Al Congresso Nazionale della SIR viene infine presentata l’ultima iniziativa educazionale che la Società Scientifica ha avviato insieme alla Fondazione Italiana per la Ricerca sull’Artite ONLUS (FIRA). Si tratta di SIR Tv, il primo canale web dedicato interamente alle malattie reumatologiche. Lo scopo dell’emittente è quello di divulgare la cultura reumatologica, in modo da far conoscere i campanelli d’allarme da non trascurare, le regole di prevenzione da seguire e le opzioni terapeutiche esistenti per le varie patologie.
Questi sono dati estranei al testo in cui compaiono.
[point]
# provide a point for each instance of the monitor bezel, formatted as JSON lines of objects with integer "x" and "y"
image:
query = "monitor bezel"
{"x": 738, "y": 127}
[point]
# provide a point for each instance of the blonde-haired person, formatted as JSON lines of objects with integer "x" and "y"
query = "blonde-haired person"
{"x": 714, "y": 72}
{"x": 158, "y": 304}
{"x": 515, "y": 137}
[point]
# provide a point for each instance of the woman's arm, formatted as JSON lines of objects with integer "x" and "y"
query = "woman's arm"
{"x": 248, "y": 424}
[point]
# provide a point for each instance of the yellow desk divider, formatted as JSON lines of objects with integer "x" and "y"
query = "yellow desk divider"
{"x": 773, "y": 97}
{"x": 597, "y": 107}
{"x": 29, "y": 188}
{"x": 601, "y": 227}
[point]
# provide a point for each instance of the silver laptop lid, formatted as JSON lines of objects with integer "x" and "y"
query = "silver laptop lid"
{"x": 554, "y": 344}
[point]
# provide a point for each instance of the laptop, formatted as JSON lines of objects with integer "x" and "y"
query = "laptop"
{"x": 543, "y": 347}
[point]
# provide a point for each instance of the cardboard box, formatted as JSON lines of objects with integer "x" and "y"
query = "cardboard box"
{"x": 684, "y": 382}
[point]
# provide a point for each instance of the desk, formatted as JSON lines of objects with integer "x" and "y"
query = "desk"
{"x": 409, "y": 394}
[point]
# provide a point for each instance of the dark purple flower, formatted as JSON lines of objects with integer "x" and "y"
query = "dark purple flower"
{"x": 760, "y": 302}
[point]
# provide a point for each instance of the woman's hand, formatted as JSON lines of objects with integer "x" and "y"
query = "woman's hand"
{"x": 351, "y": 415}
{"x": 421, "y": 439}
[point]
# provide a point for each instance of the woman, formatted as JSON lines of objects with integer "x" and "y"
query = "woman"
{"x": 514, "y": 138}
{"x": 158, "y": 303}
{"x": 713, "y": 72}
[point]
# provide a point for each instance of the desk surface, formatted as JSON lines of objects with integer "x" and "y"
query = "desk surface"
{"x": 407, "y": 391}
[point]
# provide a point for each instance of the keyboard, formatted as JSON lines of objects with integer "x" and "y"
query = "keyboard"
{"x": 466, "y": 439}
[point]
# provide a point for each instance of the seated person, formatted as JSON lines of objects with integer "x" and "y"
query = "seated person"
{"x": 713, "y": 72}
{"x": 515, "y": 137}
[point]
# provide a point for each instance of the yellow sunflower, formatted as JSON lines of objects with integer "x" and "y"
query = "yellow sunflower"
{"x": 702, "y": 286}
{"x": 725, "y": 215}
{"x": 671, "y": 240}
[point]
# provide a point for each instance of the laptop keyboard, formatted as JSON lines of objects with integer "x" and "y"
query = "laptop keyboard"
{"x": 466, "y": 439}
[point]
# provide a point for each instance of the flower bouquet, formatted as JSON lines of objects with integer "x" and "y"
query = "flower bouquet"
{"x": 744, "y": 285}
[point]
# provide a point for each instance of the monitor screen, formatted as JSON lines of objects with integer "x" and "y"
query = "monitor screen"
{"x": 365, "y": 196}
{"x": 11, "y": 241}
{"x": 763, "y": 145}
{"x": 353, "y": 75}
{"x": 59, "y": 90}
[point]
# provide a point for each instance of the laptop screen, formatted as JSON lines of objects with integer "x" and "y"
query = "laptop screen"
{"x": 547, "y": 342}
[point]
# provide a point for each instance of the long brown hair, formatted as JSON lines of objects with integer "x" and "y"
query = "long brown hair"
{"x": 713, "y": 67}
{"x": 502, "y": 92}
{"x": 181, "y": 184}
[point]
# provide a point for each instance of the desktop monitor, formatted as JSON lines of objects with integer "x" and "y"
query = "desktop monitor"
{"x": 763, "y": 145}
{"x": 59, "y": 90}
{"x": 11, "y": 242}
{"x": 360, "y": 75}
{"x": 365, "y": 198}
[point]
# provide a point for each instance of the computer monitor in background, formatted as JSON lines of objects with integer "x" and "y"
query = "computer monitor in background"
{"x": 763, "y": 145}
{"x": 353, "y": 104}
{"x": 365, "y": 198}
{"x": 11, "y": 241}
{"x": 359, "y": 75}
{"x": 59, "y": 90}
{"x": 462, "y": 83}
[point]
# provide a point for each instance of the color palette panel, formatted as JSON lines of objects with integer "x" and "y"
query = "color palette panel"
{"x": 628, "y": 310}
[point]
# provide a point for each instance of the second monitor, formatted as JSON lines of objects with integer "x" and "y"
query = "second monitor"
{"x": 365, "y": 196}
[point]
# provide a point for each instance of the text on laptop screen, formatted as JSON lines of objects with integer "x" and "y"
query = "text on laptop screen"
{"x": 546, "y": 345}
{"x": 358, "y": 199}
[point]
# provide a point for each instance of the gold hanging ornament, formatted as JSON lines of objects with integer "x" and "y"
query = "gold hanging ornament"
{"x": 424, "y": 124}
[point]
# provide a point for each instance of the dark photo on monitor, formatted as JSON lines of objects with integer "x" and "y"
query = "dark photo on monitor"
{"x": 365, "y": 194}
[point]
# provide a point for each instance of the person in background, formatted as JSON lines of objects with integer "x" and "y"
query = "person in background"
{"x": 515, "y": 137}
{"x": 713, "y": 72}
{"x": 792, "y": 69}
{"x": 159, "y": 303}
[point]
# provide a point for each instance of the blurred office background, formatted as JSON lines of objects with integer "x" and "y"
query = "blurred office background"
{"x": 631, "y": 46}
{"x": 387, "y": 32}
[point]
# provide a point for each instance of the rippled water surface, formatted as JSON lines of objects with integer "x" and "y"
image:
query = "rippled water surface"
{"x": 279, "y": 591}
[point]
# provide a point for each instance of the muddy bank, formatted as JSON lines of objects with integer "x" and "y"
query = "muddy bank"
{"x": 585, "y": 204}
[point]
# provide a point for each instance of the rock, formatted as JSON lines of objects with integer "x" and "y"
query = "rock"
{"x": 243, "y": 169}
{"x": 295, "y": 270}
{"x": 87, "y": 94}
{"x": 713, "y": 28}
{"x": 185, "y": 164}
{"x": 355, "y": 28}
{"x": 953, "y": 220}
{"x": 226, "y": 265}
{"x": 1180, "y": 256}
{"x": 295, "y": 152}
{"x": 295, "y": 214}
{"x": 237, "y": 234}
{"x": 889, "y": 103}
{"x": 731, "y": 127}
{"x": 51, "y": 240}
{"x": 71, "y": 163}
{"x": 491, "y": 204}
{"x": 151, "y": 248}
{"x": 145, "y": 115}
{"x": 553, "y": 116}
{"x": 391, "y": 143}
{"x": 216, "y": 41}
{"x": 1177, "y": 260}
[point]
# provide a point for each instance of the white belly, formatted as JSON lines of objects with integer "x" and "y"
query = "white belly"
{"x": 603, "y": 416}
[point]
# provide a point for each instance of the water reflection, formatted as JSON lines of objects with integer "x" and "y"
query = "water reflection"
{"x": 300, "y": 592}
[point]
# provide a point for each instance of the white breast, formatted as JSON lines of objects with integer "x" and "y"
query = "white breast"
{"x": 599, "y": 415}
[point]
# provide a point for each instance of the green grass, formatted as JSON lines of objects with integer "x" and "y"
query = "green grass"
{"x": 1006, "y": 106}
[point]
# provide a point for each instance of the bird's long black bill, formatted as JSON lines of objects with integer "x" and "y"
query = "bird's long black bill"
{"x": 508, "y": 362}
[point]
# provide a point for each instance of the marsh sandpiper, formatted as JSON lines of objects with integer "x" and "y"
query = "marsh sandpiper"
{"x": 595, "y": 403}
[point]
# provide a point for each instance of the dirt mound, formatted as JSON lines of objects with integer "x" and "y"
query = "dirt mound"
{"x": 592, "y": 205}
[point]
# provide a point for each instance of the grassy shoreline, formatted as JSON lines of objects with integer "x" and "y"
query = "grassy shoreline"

“Siamo convinti che le malattie più gravi si possano combattere anche grazie ad una corretta informazione – conclude Carlomaurizio Montecucco, Presidente di Fondazione FIRA -. Per questo sosteniamo l’iniziativa della SIR alla quale partecipiamo con una rubrica speciale. Il momento storico che stiamo vivendo è molto complicato e servono nuovi strumenti per sensibilizzare la popolazione. La web tv rappresenta una nuova modalità per rimanere in contatto non solo con i pazienti ma anche con tutti i cittadini che possono essere interessati dalle malattie reumatologiche. Come Fondazione FIRA siamo inoltre impegnati a 360 gradi per promuovere la ricerca clinica indipendente investendo risorse e mezzi per trovare nuove opzioni diagnostico-terapeutiche contro le più gravi patologie reumatologiche”.